Había una vez un sistema social llamado feudalismo. Era una forma de organizar la sociedad jerárquicamente. Había muchas variantes, pero esencialmente todas eran piramidales. Descritas en forma muuuy simplificada, en su cúspide había un mandamás indiscutible (rey, príncipe, emperador, faraón, sultán, tlatoani, califa) y a su alrededor un grupito de influyentes intrigantes que competían por la mente del mandamás (cortesanos, sacerdotes, mandarines, visires).

En el feudalismo que mejor conocemos, el europeo, la condición de los nobles era hereditaria (reyes, príncipes, condes, duques, barones, marqueses). Una curiosa excepción era la Iglesia católica, cuya estructura era mucho más avanzada: la calidad de Papa, cardenal y obispo no era generalmente hereditaria, sino electiva o en todo caso selectiva. La ubicación de estos nobles en la pirámide estaba rígidamente establecida (duque mata marqués, etcétera). Debajo de ellos estaba el pueblo llano. Campesinos y artesanos, básicamente, con derecho (hereditario también) a cultivar un determinado pedazo de tierra o a ejercer determinado oficio.


Este sistema era muy rígido, pero a la vez asombrosamente estable y resistente, y se perpetuaba a sí mismo con obligaciones tradicionales de ida y vuelta.

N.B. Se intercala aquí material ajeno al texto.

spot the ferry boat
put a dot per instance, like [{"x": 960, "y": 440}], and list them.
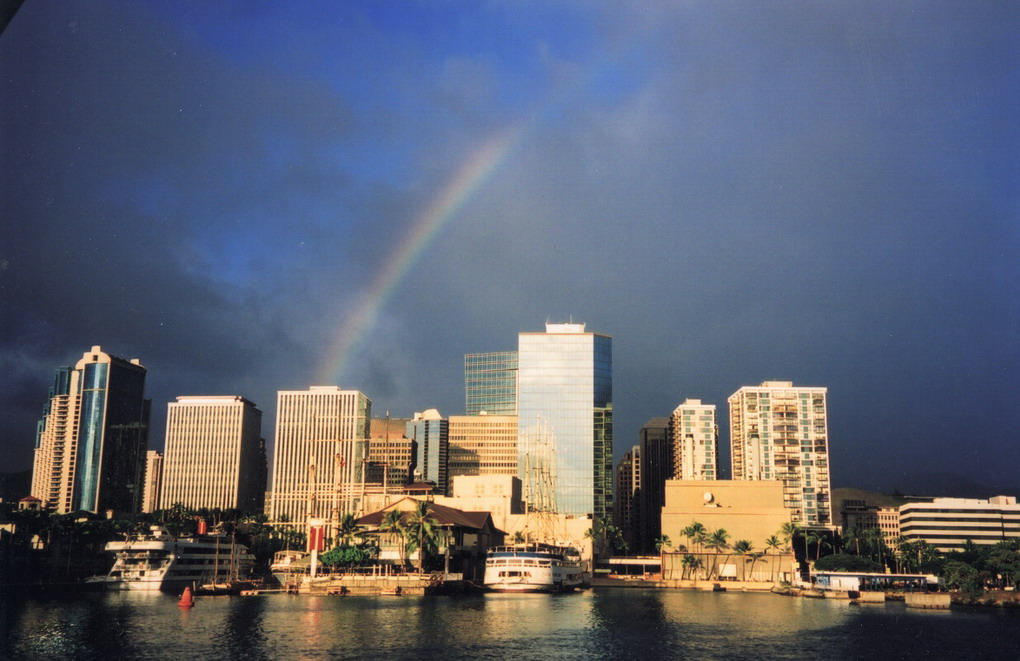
[
  {"x": 532, "y": 567},
  {"x": 158, "y": 560}
]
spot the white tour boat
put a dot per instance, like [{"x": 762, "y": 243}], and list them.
[
  {"x": 532, "y": 567},
  {"x": 161, "y": 561}
]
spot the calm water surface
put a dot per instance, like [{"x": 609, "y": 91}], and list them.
[{"x": 605, "y": 623}]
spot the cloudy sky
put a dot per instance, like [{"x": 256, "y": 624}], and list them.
[{"x": 263, "y": 196}]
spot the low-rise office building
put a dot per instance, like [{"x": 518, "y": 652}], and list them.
[{"x": 948, "y": 523}]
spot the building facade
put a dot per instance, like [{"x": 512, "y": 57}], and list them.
[
  {"x": 391, "y": 453},
  {"x": 626, "y": 496},
  {"x": 694, "y": 435},
  {"x": 948, "y": 523},
  {"x": 321, "y": 442},
  {"x": 780, "y": 431},
  {"x": 656, "y": 468},
  {"x": 482, "y": 445},
  {"x": 429, "y": 434},
  {"x": 491, "y": 383},
  {"x": 92, "y": 440},
  {"x": 153, "y": 480},
  {"x": 214, "y": 455},
  {"x": 565, "y": 400}
]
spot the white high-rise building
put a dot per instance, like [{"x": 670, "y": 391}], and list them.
[
  {"x": 695, "y": 438},
  {"x": 153, "y": 480},
  {"x": 779, "y": 431},
  {"x": 214, "y": 455},
  {"x": 321, "y": 442},
  {"x": 565, "y": 404}
]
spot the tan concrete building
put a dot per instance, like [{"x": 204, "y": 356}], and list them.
[
  {"x": 153, "y": 480},
  {"x": 779, "y": 431},
  {"x": 214, "y": 454},
  {"x": 694, "y": 434},
  {"x": 321, "y": 442},
  {"x": 746, "y": 510},
  {"x": 482, "y": 445},
  {"x": 390, "y": 453}
]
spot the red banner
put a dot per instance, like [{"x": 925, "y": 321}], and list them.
[{"x": 316, "y": 538}]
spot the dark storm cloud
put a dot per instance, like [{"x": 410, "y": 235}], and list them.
[{"x": 735, "y": 193}]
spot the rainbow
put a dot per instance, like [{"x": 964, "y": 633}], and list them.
[{"x": 468, "y": 179}]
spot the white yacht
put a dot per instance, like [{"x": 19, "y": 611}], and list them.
[
  {"x": 532, "y": 567},
  {"x": 160, "y": 561}
]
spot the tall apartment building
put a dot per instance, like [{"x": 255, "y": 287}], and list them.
[
  {"x": 565, "y": 397},
  {"x": 779, "y": 431},
  {"x": 429, "y": 434},
  {"x": 626, "y": 504},
  {"x": 694, "y": 435},
  {"x": 656, "y": 468},
  {"x": 92, "y": 440},
  {"x": 482, "y": 445},
  {"x": 153, "y": 480},
  {"x": 214, "y": 455},
  {"x": 321, "y": 441},
  {"x": 491, "y": 383}
]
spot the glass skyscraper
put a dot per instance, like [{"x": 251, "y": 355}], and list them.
[
  {"x": 565, "y": 401},
  {"x": 491, "y": 383},
  {"x": 92, "y": 441}
]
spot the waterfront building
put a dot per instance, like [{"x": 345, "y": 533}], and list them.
[
  {"x": 491, "y": 383},
  {"x": 694, "y": 435},
  {"x": 153, "y": 480},
  {"x": 429, "y": 434},
  {"x": 656, "y": 453},
  {"x": 746, "y": 510},
  {"x": 498, "y": 495},
  {"x": 92, "y": 440},
  {"x": 214, "y": 455},
  {"x": 482, "y": 445},
  {"x": 321, "y": 439},
  {"x": 565, "y": 400},
  {"x": 779, "y": 431},
  {"x": 627, "y": 495},
  {"x": 948, "y": 523},
  {"x": 888, "y": 521}
]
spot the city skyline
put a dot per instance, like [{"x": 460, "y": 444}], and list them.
[{"x": 269, "y": 198}]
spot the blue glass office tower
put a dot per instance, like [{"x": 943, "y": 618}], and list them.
[
  {"x": 491, "y": 383},
  {"x": 565, "y": 396},
  {"x": 92, "y": 441},
  {"x": 112, "y": 433}
]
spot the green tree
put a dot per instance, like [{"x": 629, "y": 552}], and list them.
[
  {"x": 773, "y": 544},
  {"x": 393, "y": 523},
  {"x": 744, "y": 548},
  {"x": 422, "y": 532},
  {"x": 717, "y": 542}
]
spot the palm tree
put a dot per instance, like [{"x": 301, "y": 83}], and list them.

Los tributos fluían de abajo hacia arriba, y los favores, privilegios y protección de arriba hacia abajo. Su fuente esencial era la tierra y otros recursos renovables, todos ellos en última instancia nutridos por una energía primordial: la del sol.

The skull is the limit


En el feudalismo la riqueza derivaba esencialmente de la tierra. Tenía, pues, estrictos límites interconstruidos al crecimiento poblacional: hambrunas, guerras, pestes. Era un sistema suma cero en el que la emigración o las eventuales conquistas territoriales solo brindaban alivios temporales.

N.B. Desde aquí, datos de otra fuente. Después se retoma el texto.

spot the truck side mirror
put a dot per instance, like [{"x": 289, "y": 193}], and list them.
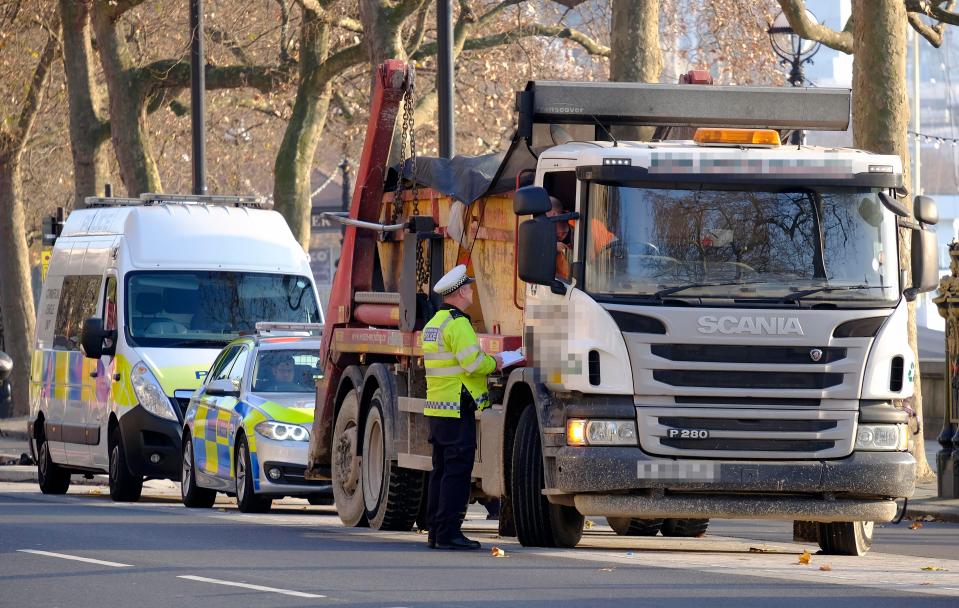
[
  {"x": 223, "y": 387},
  {"x": 96, "y": 341},
  {"x": 925, "y": 262},
  {"x": 536, "y": 250},
  {"x": 6, "y": 366},
  {"x": 925, "y": 210},
  {"x": 531, "y": 200}
]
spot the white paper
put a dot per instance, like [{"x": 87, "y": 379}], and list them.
[{"x": 511, "y": 357}]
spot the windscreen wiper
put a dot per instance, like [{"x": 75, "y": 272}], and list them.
[
  {"x": 796, "y": 296},
  {"x": 671, "y": 290}
]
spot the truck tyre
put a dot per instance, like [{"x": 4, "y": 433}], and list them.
[
  {"x": 624, "y": 526},
  {"x": 347, "y": 490},
  {"x": 52, "y": 477},
  {"x": 684, "y": 528},
  {"x": 124, "y": 486},
  {"x": 194, "y": 497},
  {"x": 391, "y": 494},
  {"x": 539, "y": 523},
  {"x": 846, "y": 537},
  {"x": 246, "y": 499}
]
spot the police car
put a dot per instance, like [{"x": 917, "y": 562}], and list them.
[{"x": 247, "y": 429}]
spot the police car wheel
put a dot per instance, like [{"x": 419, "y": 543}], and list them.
[
  {"x": 52, "y": 477},
  {"x": 193, "y": 495},
  {"x": 246, "y": 499},
  {"x": 347, "y": 489},
  {"x": 124, "y": 486}
]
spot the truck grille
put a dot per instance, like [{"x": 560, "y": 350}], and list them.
[{"x": 749, "y": 433}]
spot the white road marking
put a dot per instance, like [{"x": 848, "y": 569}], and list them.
[
  {"x": 214, "y": 581},
  {"x": 76, "y": 558}
]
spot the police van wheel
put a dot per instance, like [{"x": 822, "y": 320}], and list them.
[
  {"x": 246, "y": 499},
  {"x": 346, "y": 470},
  {"x": 52, "y": 477},
  {"x": 539, "y": 523},
  {"x": 846, "y": 537},
  {"x": 624, "y": 526},
  {"x": 193, "y": 495},
  {"x": 684, "y": 528},
  {"x": 124, "y": 486},
  {"x": 391, "y": 494}
]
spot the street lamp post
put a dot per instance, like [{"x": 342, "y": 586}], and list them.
[{"x": 795, "y": 51}]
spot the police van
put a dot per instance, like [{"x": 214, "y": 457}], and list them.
[{"x": 140, "y": 297}]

Pero surgió una cosa llamada capitalismo y todo cambió. El detonante de ese cambio radical fue el descubrimiento y la explotación sistemática de recursos no renovables para generar energía aprovechable. Básicamente, los combustibles fósiles: primero turba y carbón, luego petróleo y gas. De pronto, la capacidad productiva dejó de depender de la disponibilidad (por fuerza limitada) de tierra y luz solar, y se sintió (y aún se siente) proyectada al infinito.

Este fenómeno se llamó Revolución Industrial. Apenas está cumpliendo dos siglos y lo disparó todo exponencialmente: población, producción, riqueza, infraestructura. Esa nueva forma de organización social dejó de valorar la tierra como única deidad, para cambiar de ídolo. Ahora lo sería el dinero.

Luego apareció otro invento, tan gigantesco y mágico que todavía no alcanza a ser percibido por casi nadie: el dinero fíat. O sea, ese sustituto virtual que hoy tomamos como sinónimo de riqueza real. Un sustituto etéreo, salido del aire por artes de prestidigitación, respaldado por nada y creable al infinito por pura voluntad como deuda redimible en un porvenir siempre distante. Ese maravilloso invento prometía algo jamás antes propuesto: que el futuro sería siempre mayor y mejor.

En esa promesa nacimos y crecimos quienes hoy estamos vivos. Y esa es la promesa que hoy naufraga sin remedio. Por eso las convulsiones agónicas son cada vez más alarmantes.